Re: [PATCH v3 01/15] x86/dumpstack: Optimize save_stack_trace

From: Byungchul Park
Date: Tue Sep 13 2016 - 10:54:25 EST


On Tue, Sep 13, 2016 at 10:18 PM, Josh Poimboeuf <jpoimboe@xxxxxxxxxx> wrote:
> On Tue, Sep 13, 2016 at 06:45:00PM +0900, Byungchul Park wrote:
>> Currently, x86 implementation of save_stack_trace() is walking all stack
>> region word by word regardless of what the trace->max_entries is.
>> However, it's unnecessary to walk after already fulfilling caller's
>> requirement, say, if trace->nr_entries >= trace->max_entries is true.
>>
>> I measured its overhead and printed its difference of sched_clock() with
>> my QEMU x86 machine. The latency was improved over 70% when
>> trace->max_entries = 5.
>
> This code will (probably) be obsoleted soon with my new unwinder.

Hello,

You are right.

I also think this will probably be obsoleted with yours.
So I didn't modify any details of the patch.
I will take your comment into account if it becomes necessary.

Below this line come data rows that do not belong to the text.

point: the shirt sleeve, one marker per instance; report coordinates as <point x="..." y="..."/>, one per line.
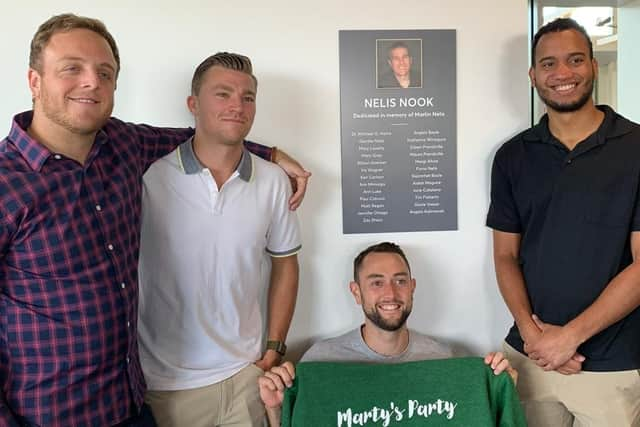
<point x="157" y="142"/>
<point x="6" y="417"/>
<point x="283" y="238"/>
<point x="503" y="212"/>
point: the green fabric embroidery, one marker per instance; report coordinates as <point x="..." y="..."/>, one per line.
<point x="447" y="392"/>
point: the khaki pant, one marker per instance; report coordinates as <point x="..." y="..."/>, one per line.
<point x="231" y="402"/>
<point x="587" y="399"/>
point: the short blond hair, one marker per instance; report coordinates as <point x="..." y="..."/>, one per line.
<point x="64" y="23"/>
<point x="230" y="61"/>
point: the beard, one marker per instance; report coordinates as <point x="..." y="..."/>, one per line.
<point x="569" y="107"/>
<point x="388" y="325"/>
<point x="55" y="110"/>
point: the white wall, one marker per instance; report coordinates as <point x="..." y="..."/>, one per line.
<point x="294" y="47"/>
<point x="629" y="60"/>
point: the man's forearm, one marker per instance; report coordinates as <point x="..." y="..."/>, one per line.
<point x="619" y="298"/>
<point x="511" y="281"/>
<point x="283" y="292"/>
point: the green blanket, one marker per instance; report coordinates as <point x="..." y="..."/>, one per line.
<point x="447" y="392"/>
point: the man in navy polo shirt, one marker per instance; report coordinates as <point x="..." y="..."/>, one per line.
<point x="565" y="211"/>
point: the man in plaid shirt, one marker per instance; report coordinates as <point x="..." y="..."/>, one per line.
<point x="70" y="187"/>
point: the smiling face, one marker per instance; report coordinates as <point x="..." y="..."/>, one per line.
<point x="400" y="61"/>
<point x="384" y="290"/>
<point x="225" y="105"/>
<point x="563" y="72"/>
<point x="74" y="89"/>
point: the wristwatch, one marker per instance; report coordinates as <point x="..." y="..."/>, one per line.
<point x="279" y="346"/>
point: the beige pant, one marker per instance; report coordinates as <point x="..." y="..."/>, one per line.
<point x="587" y="399"/>
<point x="231" y="402"/>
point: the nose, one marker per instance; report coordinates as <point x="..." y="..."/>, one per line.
<point x="90" y="79"/>
<point x="235" y="103"/>
<point x="563" y="70"/>
<point x="389" y="290"/>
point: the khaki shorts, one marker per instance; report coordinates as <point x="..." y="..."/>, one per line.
<point x="586" y="399"/>
<point x="234" y="401"/>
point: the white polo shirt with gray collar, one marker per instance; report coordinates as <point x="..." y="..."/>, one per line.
<point x="205" y="266"/>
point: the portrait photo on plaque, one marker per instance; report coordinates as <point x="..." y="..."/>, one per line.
<point x="399" y="63"/>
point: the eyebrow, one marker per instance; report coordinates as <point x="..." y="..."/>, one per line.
<point x="579" y="53"/>
<point x="79" y="59"/>
<point x="231" y="89"/>
<point x="378" y="275"/>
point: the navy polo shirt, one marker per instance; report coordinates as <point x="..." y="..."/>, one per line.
<point x="575" y="211"/>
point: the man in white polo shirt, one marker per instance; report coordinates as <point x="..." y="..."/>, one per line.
<point x="218" y="264"/>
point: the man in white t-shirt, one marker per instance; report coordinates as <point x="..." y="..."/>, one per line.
<point x="218" y="264"/>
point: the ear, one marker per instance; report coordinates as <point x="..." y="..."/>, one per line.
<point x="532" y="76"/>
<point x="192" y="104"/>
<point x="355" y="291"/>
<point x="35" y="80"/>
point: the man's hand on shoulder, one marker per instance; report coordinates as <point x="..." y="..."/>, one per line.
<point x="298" y="175"/>
<point x="270" y="358"/>
<point x="273" y="384"/>
<point x="499" y="363"/>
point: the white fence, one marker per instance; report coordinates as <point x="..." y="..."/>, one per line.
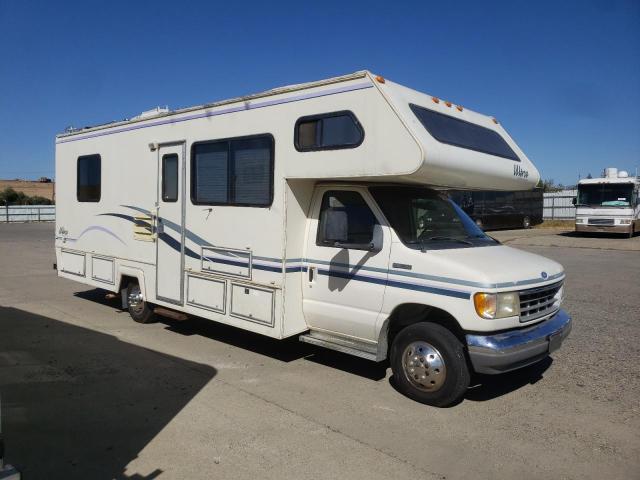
<point x="559" y="205"/>
<point x="27" y="213"/>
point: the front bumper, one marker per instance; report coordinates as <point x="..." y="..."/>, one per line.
<point x="604" y="228"/>
<point x="514" y="349"/>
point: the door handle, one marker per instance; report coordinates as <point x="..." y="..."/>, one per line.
<point x="312" y="274"/>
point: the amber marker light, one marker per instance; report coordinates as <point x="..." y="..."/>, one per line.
<point x="486" y="304"/>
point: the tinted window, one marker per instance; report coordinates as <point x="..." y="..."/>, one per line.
<point x="89" y="178"/>
<point x="460" y="133"/>
<point x="170" y="177"/>
<point x="345" y="218"/>
<point x="233" y="172"/>
<point x="328" y="131"/>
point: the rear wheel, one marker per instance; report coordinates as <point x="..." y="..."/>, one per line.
<point x="138" y="308"/>
<point x="429" y="365"/>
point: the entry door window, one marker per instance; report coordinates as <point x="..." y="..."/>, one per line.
<point x="170" y="177"/>
<point x="345" y="218"/>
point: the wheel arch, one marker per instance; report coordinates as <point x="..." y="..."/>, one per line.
<point x="127" y="275"/>
<point x="407" y="314"/>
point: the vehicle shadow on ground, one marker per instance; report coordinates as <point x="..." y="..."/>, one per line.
<point x="287" y="350"/>
<point x="77" y="403"/>
<point x="488" y="387"/>
<point x="574" y="234"/>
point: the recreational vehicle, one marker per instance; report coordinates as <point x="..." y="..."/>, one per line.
<point x="609" y="204"/>
<point x="316" y="211"/>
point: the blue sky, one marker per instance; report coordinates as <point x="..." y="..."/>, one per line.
<point x="562" y="77"/>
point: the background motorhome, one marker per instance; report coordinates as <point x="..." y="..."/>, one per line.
<point x="610" y="204"/>
<point x="497" y="209"/>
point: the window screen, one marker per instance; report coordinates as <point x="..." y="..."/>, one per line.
<point x="328" y="131"/>
<point x="170" y="177"/>
<point x="461" y="133"/>
<point x="89" y="178"/>
<point x="342" y="207"/>
<point x="233" y="172"/>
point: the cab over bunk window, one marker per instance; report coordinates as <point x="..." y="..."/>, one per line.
<point x="345" y="218"/>
<point x="237" y="171"/>
<point x="329" y="131"/>
<point x="460" y="133"/>
<point x="89" y="178"/>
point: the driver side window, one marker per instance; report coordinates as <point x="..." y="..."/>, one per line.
<point x="344" y="218"/>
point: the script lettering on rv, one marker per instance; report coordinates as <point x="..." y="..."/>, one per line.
<point x="518" y="171"/>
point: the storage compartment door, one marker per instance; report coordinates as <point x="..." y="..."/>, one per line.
<point x="72" y="262"/>
<point x="253" y="304"/>
<point x="206" y="293"/>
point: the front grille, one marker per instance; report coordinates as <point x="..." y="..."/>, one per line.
<point x="600" y="221"/>
<point x="538" y="302"/>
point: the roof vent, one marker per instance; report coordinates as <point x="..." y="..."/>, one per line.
<point x="154" y="112"/>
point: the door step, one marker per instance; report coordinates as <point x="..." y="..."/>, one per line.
<point x="342" y="344"/>
<point x="165" y="312"/>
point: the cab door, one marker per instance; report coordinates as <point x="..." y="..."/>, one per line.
<point x="347" y="255"/>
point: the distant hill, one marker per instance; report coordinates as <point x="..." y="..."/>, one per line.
<point x="30" y="188"/>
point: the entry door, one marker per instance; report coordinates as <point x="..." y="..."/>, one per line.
<point x="170" y="224"/>
<point x="344" y="285"/>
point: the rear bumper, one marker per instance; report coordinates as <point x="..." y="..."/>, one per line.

Anyway, crossrelease needs this patch to work smoothly.
That's only reason why I included this patch in the thread.

Thank you,
Byungchul

> Also, my previous comment was ignored:
>
> Instead of adding a new callback, why not just check the ops->address()
> return value? It already returns an error if the array is full.
>
> I think that would be cleaner and would help prevent more callback
> sprawl.
>
> --
> Josh



--
Thanks,
Byungchul